Cabot began massaging the joint with his thumb and forefinger. ‘I went to France in 1944, after the D-Day landings. I was only eighteen at the time. Got shot through the thigh by a German sniper in Caen on my second day.’ He
pointed at a spot just above his knee, on the outer edge of the thigh. ‘Forty-eight hours of war, followed by a lifetime of pain. Does that seem fair to you?’
‘It would have been fairer if you’d died out there.’
A smile, there and then gone. ‘When we took Ana and her husband that night in 2007, we went to their house afterwards and removed any evidence she’d gathered from that witness. We got there before Ana had a chance to pass any of the paperwork on to Stourcroft. I mean, this was before Stourcroft had even started the
research
stage of
Invisible Ripper
– although the two of them had discussed the idea of a book. We found emails between Ana and Stourcroft to that effect.’

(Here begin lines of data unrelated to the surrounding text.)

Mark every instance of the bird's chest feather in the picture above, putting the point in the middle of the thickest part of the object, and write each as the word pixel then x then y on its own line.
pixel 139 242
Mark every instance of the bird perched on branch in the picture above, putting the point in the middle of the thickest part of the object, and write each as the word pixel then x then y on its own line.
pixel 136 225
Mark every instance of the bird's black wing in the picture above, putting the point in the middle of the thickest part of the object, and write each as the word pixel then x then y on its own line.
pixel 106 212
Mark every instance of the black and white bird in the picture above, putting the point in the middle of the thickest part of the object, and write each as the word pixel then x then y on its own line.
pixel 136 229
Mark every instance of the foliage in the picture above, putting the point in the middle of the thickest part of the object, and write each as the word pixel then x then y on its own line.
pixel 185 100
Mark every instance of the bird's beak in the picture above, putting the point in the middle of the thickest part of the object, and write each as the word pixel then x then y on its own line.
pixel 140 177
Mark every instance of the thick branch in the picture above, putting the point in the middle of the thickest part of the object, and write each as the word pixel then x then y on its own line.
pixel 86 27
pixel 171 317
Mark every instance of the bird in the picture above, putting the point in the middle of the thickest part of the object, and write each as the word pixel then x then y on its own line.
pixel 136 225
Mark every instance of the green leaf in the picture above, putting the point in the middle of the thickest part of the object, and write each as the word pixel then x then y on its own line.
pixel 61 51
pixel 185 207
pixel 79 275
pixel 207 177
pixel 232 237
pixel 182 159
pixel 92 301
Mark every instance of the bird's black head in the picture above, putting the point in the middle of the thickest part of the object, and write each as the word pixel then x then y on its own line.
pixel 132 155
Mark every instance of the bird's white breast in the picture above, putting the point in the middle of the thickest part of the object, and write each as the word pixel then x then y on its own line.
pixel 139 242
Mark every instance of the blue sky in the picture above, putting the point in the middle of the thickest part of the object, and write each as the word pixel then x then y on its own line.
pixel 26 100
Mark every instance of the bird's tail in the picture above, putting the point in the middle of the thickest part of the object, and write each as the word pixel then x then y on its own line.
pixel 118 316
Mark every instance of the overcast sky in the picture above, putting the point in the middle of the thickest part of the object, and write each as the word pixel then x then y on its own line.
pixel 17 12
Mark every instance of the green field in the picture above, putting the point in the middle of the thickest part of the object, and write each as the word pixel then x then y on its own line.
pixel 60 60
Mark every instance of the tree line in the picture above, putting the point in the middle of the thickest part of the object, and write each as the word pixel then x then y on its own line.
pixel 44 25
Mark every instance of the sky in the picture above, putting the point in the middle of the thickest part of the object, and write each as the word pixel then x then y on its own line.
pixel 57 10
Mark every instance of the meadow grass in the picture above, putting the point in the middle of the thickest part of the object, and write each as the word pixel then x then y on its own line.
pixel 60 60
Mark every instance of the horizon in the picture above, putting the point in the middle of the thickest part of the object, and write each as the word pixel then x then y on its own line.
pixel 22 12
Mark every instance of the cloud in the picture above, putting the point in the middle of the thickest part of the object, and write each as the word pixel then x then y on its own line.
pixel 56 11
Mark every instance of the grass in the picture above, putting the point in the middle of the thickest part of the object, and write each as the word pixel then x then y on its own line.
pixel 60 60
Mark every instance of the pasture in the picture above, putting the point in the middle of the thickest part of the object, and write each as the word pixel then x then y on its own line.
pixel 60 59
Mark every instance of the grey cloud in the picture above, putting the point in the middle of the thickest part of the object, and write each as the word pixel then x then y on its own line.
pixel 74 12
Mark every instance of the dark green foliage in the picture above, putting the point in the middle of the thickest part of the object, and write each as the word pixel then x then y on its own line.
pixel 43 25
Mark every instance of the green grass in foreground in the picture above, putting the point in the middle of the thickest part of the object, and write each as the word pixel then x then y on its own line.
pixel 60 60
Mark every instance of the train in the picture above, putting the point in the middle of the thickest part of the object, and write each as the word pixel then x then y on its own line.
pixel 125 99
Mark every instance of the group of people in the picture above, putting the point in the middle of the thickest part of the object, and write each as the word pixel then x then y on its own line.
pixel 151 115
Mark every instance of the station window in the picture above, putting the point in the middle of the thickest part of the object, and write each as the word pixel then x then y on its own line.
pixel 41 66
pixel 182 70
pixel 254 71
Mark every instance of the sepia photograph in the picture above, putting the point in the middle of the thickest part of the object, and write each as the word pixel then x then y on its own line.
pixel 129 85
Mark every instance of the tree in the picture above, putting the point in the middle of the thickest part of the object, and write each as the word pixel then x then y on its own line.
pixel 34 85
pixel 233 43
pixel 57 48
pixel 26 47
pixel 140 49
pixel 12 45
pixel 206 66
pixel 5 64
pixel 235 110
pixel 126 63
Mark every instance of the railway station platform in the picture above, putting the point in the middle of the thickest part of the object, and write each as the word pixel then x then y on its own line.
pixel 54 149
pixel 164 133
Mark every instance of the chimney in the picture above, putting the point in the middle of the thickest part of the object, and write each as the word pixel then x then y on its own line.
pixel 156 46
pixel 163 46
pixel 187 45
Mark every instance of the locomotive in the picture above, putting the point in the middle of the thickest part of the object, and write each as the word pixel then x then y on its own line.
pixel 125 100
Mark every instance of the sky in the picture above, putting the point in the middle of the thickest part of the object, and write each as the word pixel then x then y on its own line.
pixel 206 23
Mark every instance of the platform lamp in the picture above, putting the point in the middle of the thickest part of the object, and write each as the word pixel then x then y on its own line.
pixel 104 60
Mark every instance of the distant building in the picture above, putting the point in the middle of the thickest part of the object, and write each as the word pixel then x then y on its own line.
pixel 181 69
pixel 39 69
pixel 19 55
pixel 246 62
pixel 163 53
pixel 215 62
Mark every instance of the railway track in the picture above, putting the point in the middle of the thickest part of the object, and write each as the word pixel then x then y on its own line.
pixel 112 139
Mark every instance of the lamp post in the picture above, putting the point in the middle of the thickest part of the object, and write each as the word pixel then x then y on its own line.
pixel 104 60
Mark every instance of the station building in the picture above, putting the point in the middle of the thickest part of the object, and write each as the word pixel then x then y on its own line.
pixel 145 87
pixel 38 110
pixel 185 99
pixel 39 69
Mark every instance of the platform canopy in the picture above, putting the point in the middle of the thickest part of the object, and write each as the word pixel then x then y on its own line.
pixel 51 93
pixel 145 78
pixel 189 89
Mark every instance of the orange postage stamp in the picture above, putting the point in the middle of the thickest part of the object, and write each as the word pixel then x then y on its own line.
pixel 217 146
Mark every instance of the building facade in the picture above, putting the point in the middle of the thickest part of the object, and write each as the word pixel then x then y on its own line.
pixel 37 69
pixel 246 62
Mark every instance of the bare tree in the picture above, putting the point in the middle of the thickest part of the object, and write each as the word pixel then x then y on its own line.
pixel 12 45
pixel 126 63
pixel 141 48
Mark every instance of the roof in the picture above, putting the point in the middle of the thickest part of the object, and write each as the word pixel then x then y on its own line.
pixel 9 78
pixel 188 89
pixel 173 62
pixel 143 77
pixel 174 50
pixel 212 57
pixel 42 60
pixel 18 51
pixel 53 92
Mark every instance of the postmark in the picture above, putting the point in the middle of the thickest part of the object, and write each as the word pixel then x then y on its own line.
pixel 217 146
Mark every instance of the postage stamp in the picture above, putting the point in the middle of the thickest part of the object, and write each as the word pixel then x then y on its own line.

‘And no one suspected anything?’
‘What do you mean?’
‘Ana Yost’s disappearance. No one looked in your direction?’
He smirked. ‘Do you know what Ana did for a job, David?’
‘She was a campaign manager.’
‘At an advertising agency and PR firm where her clients included Russian oligarchs, abortion clinics, those great believers in human rights Kazakhstan, and the Israeli government. Where, on a list of potential suspects, do you think the police would have placed “person who may have committed five murders in the early 1950s that someone else already confessed to, and was hanged for, and who has crawled out of the woodwork sixty years later to silence a woman who has no new evidence”?’ He stopped again, something insidious moving across his face. ‘Still, you should have seen Ana’s eyes when I introduced myself to her.’

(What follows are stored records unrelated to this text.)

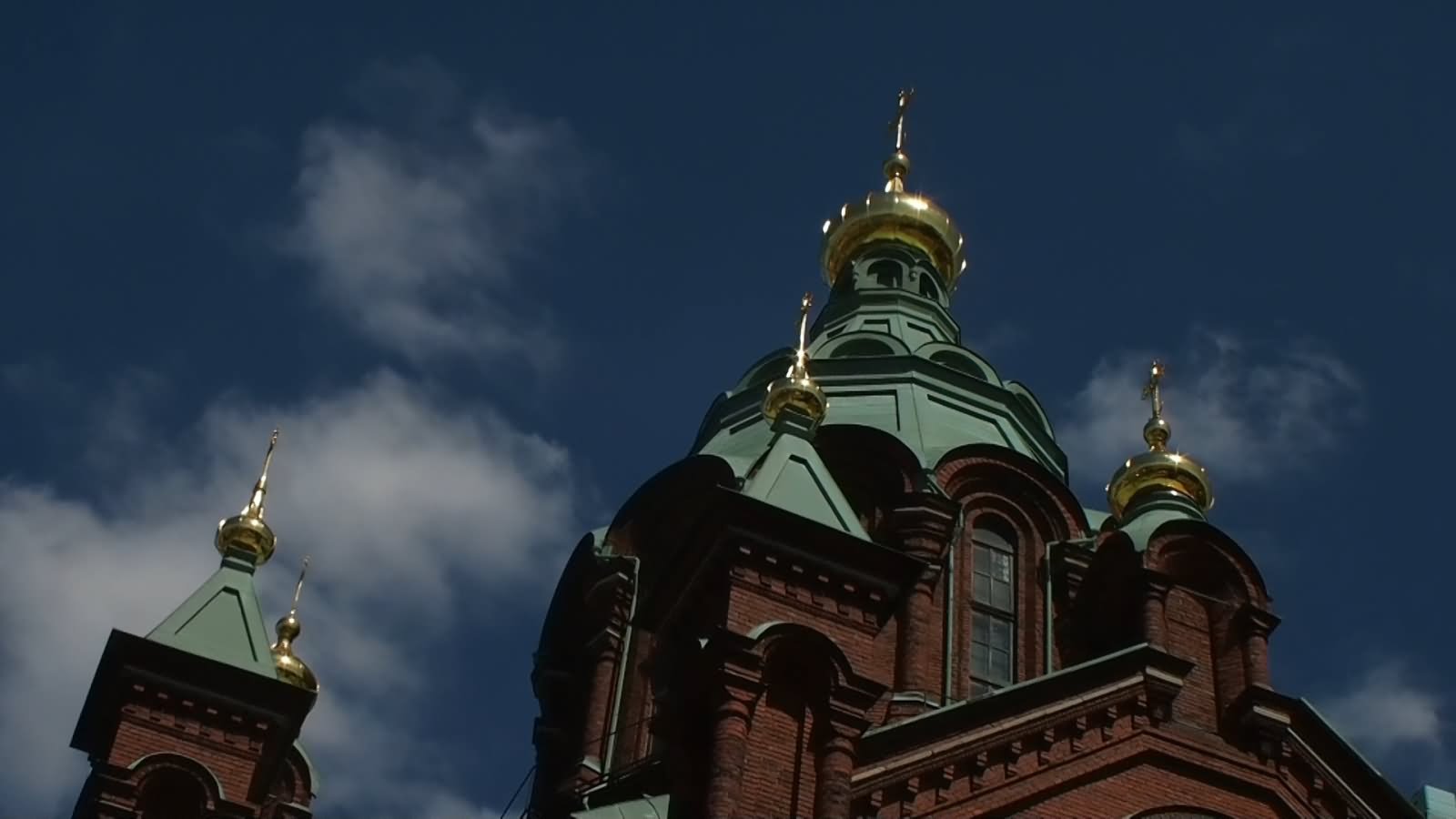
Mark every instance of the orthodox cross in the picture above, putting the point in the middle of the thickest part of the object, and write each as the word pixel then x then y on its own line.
pixel 298 591
pixel 801 359
pixel 899 124
pixel 1154 388
pixel 255 504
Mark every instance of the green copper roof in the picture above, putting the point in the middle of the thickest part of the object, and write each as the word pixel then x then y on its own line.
pixel 645 807
pixel 888 356
pixel 793 477
pixel 222 622
pixel 1434 804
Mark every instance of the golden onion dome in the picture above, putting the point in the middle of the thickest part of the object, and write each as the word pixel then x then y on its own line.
pixel 895 215
pixel 288 666
pixel 797 389
pixel 1158 470
pixel 247 532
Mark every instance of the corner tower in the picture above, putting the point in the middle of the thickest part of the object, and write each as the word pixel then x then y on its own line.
pixel 201 716
pixel 868 591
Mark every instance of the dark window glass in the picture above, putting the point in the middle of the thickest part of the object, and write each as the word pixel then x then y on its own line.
pixel 994 615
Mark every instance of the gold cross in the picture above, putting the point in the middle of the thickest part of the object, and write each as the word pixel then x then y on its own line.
pixel 801 359
pixel 1154 388
pixel 899 123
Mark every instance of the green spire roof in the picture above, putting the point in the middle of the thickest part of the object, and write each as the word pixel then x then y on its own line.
pixel 222 622
pixel 793 477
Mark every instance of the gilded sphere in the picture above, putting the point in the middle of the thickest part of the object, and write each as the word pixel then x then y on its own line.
pixel 801 394
pixel 897 165
pixel 248 535
pixel 1164 471
pixel 1157 431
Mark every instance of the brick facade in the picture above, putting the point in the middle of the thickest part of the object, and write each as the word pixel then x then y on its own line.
pixel 177 736
pixel 778 668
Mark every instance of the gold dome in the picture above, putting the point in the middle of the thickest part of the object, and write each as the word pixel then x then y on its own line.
pixel 797 389
pixel 288 666
pixel 247 532
pixel 895 215
pixel 1158 468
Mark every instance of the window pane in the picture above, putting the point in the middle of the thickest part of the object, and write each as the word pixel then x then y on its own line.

I felt sick listening to him.
Before I could ask him why they’d killed the Yosts in the way they had, he said: ‘We had some good fortune too. In the time between Ana and Stourcroft first agreeing the idea of an Invisible Ripper book in 2006, and Stourcroft coming to research and write it in early 2008, the witness that saw me at Simmons’s house back in 1952 – with my mask and my “nervous tic” – suffered a stroke. She couldn’t talk, and it wasn’t going to get any better for her. We thought we were in the clear.’
‘But you weren’t.’
‘No. We may have got rid of the paperwork before Ana had a chance to pass it on to Stourcroft, but what we found out later was that Ana had mentioned to Stourcroft
verbally
that Simmons’s neighbour had had some kind of knee problem – only once, but once was always enough for Ms Stourcroft.’
It took me a moment to catch up. In 2008, the year before Carla Stourcroft published
Invisible Ripper
, she’d interviewed another contemporary of Eldon Simmons’s, Winston Cowdrey, at his flat in Wapping. They’d talked about the years Cowdrey had spent living in the same building as Simmons, and Cowdrey had mentioned seeing someone on the pier – in a mask.

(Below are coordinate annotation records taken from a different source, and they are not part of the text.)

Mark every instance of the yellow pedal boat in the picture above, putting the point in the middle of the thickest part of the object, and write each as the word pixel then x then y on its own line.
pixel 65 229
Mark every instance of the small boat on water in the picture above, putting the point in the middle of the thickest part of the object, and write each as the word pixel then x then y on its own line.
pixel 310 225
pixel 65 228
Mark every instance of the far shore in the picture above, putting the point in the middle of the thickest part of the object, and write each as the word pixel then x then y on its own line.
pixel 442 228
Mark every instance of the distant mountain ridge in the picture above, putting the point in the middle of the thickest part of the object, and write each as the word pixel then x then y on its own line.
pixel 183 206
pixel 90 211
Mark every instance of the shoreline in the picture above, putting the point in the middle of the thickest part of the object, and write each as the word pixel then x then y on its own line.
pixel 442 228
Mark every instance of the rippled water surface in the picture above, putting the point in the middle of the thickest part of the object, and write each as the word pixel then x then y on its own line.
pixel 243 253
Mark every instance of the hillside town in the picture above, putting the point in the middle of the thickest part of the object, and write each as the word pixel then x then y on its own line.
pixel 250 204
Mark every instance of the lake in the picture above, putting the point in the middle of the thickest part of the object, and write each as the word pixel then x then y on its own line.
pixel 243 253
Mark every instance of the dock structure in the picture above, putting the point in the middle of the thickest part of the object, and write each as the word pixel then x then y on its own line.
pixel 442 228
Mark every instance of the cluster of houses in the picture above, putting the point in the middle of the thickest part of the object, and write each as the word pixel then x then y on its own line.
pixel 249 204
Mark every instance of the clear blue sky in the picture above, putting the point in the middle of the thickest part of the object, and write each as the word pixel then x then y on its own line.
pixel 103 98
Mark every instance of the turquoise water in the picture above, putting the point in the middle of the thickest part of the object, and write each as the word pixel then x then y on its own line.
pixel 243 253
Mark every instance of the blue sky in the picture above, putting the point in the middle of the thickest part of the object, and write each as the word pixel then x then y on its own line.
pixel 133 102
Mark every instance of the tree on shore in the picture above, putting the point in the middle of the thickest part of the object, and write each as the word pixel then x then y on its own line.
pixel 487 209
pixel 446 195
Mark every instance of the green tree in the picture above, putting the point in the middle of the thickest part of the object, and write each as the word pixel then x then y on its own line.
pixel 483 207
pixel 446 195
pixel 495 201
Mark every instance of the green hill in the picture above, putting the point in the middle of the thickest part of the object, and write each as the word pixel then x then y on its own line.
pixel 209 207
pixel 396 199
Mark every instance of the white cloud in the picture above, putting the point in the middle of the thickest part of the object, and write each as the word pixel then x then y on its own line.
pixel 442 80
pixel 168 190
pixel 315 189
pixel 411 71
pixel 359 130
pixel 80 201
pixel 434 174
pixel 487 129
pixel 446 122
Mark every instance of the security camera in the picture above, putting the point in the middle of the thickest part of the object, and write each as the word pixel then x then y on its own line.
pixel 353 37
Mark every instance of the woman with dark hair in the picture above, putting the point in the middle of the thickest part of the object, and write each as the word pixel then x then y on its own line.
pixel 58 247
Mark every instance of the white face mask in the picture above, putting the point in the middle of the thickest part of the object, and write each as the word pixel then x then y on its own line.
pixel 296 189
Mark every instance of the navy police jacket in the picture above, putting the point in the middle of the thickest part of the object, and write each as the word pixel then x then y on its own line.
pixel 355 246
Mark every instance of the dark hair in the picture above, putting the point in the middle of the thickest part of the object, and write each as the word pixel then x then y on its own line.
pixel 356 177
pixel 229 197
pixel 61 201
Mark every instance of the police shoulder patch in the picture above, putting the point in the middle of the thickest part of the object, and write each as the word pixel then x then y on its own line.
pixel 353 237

Stourcroft must have felt like she’d been gut-punched. A year before that, Ana Yost had disappeared from a party, after talking to a man in a mask. Now a man in a mask was out on Wapping Pier. She wouldn’t have been able to see all the links then, but, if nothing else, she wanted to find out what was going on at the pier, a place she already knew so much about from writing
A Seaside in the City
. So, in 2010, after publishing
Invisible Ripper
, she returned to see
Calvin East, sniffing another story on the wind: that the man in the mask was responsible for the disappearance of Ana Yost; and that the pier had a secret.
Something else fell into place for me too. ‘She saw you,’ I said. ‘The second time that Stourcroft went to the museum to see East, in 2010 – she saw you there.’
‘Correct. I was sitting in Gary’s office, waiting for him to take me home, when I looked up and spotted her in the corridor, talking to Calvin. She was just staring at me. Eventually, I realized why: I was playing with my knee again.’